Akibatnya, defisit APBN juga ikut mengalami perubahan dari 5,27 persen menjadi 6,27 persen. Besarnya defisit APBN, kata Fajry, sesungguhnya masih dapat diterima sejauh dihitung dengan cermat dan terukur. Pasalnya, menurut dia, pemerintah memang perlu ruang untuk mencari alternatif pembiayaan.
"Yang terpenting, hasil pembiayaan tersebut harus berkualitas dan jelas hasilnya.

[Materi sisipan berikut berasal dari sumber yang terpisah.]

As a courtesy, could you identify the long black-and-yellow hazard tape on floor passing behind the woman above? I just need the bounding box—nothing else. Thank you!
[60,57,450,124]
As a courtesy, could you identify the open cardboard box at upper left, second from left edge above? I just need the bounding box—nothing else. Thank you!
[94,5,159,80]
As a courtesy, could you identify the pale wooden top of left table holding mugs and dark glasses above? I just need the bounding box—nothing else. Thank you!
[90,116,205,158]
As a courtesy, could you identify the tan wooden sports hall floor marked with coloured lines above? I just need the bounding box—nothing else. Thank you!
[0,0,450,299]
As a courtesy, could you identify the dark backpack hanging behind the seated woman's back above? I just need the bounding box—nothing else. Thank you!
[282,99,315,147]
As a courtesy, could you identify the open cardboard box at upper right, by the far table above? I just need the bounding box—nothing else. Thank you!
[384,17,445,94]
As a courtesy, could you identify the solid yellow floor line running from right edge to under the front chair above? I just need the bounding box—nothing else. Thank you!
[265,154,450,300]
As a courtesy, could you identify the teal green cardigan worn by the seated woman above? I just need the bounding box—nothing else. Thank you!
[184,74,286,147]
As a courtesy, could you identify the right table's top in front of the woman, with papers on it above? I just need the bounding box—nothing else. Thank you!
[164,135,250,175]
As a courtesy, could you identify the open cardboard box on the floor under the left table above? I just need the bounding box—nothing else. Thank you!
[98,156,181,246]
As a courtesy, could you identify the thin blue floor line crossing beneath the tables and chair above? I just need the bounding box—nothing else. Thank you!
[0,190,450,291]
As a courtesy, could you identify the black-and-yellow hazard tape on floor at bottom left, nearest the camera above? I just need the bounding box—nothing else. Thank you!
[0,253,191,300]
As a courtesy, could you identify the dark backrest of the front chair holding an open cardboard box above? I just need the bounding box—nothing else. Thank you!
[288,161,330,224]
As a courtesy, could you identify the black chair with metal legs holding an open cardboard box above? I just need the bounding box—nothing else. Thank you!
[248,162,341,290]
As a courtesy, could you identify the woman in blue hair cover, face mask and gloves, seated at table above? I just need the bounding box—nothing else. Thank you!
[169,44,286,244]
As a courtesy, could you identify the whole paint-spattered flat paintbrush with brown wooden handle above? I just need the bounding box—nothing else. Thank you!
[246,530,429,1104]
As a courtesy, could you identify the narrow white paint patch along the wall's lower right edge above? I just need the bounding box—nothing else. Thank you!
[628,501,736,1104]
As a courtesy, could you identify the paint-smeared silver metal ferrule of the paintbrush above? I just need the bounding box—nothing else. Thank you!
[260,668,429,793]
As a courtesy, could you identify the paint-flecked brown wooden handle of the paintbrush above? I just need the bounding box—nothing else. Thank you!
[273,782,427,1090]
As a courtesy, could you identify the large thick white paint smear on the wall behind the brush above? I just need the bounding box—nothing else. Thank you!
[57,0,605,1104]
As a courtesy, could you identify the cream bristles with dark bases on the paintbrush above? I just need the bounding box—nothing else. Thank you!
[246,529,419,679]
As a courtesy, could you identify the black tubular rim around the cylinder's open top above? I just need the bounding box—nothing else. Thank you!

Secara berkala, pemerintah wajib melaporkan penggunaan dana (stimulus) dan sejauh mana manfaatnya dirasakan oleh rakyat," ujar Fajry.
Di samping itu, dia menegaskan bahwa pemerintah harus melakukan segala daya untuk memaksimalkan potensi yang ada. "Jangan sampai pelonggaran defisit membuat lalai dan situasi ekonomi kita jatuh tak terkendali," tuturnya. Ia menekankan agar APBN harus tetap dikelola dengan tertib, taat pada peraturan perundang-undangan, efisien, ekonomis, efektif, transparan, pruden, dan bertanggung jawab dengan memperhatikan rasa keadilan demi hajat hidup orang banyak.